Docker-compose A for Next.js Specify .env connection to Strapi like this NEXT_PUBLIC_STRAPI_API_URL=http://host.docker.internal:1337/graphql

version: '3.8'
services:
  webnextjs:
    container_name: webnextjs
    ....
    ....
    build:
      network: host
    ports:
      - '3000:3000'

Docker-compose B for Strapi + PostgreSQL for data storage

version: "3.8"

services:
  strapiDB:
    container_name: strapiDB
      ....
      ....
      ports:
        - "5432:5432"
      expose:
        - "5432"
      networks:
        - strapiPostgresNetwork

  strapi:
    container_name: strapi
    ....
    ....
    ports:
      - "1337:1337"
    expose:
      - "1337"
    depends_on:
      strapiDB:
    networks:
      strapiPostgresNetwork:

networks:
  strapiPostgresNetwork:
    driver: bridge
    name: strapiPostgresNetwork

Run the Docker-compose B to get Strapi up, and then run the Docker-compose A to run the Next.js build+run process that will go through the build and run phases of it nicely through the NEXT_PUBLIC_STRAPI_API_URL=http://host.docker.internal:1337/graphql connection, that's it!

More docs:

Read https://github.com/docker/buildx/issues/591#issuecomment-816843505 to see Buildkit supports none, host, default(sandboxed) as network mode. Supporting custom network names is currently not planned as it conflicts with the portability and security guarantees. and don't use any other custom networks with Buildkit, that's the new reality of docker build command.

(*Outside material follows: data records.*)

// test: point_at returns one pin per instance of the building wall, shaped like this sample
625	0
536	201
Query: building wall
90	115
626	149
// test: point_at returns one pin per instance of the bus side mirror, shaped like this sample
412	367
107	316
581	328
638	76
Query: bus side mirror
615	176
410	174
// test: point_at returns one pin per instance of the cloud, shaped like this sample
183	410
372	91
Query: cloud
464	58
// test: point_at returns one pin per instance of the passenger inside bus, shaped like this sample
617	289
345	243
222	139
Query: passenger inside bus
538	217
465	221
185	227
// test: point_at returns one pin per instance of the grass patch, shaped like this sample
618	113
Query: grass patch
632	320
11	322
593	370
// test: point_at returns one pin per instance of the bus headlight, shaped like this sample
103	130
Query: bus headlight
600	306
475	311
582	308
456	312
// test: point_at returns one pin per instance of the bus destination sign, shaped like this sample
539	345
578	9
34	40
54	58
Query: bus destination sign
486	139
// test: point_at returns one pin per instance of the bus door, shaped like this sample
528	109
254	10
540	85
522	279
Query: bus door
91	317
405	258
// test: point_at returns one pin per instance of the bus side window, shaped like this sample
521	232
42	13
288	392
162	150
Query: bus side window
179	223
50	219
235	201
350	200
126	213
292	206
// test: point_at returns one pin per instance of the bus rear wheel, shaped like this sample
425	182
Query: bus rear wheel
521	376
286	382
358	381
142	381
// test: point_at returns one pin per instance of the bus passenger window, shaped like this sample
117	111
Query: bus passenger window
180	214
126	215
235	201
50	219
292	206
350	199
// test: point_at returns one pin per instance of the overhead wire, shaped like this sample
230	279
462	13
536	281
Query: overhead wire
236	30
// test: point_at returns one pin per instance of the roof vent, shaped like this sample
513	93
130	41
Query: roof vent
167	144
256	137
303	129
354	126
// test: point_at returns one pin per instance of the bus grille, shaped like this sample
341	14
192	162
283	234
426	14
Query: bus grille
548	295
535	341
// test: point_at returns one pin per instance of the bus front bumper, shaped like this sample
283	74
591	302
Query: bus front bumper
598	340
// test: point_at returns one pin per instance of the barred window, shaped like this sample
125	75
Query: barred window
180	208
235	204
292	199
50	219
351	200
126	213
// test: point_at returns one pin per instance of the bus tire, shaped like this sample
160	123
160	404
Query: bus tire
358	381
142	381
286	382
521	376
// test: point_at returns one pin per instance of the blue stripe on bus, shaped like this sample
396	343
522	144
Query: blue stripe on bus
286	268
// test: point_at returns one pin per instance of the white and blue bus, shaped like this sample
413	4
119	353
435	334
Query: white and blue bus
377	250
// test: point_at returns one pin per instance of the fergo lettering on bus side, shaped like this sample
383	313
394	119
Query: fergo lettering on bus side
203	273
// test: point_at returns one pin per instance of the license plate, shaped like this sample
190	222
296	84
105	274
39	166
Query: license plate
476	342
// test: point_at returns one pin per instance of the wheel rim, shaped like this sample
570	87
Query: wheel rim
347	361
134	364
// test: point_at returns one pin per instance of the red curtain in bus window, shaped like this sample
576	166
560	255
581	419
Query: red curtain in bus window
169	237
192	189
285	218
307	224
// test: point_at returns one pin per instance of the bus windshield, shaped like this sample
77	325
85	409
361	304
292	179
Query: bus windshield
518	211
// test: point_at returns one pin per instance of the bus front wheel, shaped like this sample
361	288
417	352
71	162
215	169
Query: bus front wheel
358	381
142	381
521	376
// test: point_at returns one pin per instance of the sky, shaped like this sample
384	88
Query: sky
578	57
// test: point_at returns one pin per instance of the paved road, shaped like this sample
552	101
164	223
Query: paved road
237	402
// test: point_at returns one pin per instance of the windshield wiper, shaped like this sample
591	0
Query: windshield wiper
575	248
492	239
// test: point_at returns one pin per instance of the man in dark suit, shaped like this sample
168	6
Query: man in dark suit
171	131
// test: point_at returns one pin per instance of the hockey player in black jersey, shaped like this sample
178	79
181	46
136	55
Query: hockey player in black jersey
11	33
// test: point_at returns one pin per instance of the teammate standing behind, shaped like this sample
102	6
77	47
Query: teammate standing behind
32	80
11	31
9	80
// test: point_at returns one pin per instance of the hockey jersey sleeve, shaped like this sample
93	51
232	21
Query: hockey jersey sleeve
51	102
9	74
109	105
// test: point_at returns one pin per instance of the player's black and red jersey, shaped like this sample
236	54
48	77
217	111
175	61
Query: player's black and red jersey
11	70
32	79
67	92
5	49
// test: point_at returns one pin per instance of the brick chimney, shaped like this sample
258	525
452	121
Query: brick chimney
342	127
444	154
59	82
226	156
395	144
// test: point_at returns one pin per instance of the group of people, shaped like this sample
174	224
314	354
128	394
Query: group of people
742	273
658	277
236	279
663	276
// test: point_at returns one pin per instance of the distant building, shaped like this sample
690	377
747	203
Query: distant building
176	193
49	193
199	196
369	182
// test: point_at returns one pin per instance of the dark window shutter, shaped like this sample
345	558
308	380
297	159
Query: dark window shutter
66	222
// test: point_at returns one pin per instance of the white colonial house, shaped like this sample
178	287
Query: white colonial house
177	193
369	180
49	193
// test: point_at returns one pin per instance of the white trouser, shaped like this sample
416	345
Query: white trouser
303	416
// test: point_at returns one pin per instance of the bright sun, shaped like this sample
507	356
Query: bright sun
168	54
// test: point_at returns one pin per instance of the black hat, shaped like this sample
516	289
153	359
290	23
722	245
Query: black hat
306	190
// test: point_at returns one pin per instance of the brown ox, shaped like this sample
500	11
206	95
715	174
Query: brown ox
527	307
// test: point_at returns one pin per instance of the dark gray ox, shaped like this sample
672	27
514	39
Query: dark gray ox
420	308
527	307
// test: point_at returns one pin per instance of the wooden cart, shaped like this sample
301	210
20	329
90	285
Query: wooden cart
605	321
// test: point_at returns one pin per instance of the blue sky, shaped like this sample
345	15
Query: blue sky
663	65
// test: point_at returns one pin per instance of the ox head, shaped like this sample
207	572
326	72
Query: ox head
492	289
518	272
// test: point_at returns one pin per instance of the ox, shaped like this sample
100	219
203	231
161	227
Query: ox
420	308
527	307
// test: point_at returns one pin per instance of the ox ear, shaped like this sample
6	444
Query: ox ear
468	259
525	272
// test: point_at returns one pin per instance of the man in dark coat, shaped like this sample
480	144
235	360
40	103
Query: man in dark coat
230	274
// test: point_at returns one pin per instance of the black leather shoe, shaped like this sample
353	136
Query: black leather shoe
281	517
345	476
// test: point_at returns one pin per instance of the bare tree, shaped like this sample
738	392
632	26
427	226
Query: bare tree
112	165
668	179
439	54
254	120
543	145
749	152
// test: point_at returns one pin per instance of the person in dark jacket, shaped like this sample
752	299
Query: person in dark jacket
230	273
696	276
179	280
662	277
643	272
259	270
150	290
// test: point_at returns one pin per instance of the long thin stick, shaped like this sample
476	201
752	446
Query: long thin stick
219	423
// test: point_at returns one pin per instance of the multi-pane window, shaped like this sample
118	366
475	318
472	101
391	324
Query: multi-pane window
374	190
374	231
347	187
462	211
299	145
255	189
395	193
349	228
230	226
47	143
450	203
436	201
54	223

In short, custom network cannot be specified for the build step of the docker-compose anymore, meaning that connecting two docker-compose files into a single custom external network to have build running as before is not feasible anymore after the Docker moved to this https://docs.docker.com/build/buildkit/ engine which was enabled by-default in v23.0.0 on 2023-02-01 (https://docs.docker.com/engine/release-notes/23.0/#2300)

With custom network runtime phase is always fine but this Docker v3 update breaks the build phase completely making the build impossible if any getStaticProps static asset can't be fetched during the build phase (docker build) and fails the build so it never reaches the runtime phase (docker run) (if you skip build and got to runtime, it will work)

• although the Docker's official compose file guide still lists this option as this was added in version 3.4+ format specification https://docs.docker.com/compose/compose-file/compose-file-v3/#network

The use case for this setup: Your organization has website/Strapi and website/Nextjs repositories separately, but you just want to run them both locally in same Docker network running website/Strapi docker-compose file and website/Nextjs docker-compose file with build step and getStaticProps, this is stupid simple use case we all use in everyday life and this is where Docker v3 introduced that breaking change.

Any other solution I found is to use docker buildx ... but that way you lose the docker-compose features or merge strapi and next.js in one big monorepo with big single docker-compose file

[dm17]

Thank you @VladimirAndrianov96 - it is a great summary of how they're wasting our time by removing features they claim we didn't want/need.

Does anyone know if podman/podman-compose has custom networks during build time? I'm ready to take the leap, despite the unpaid dev hours it'll take.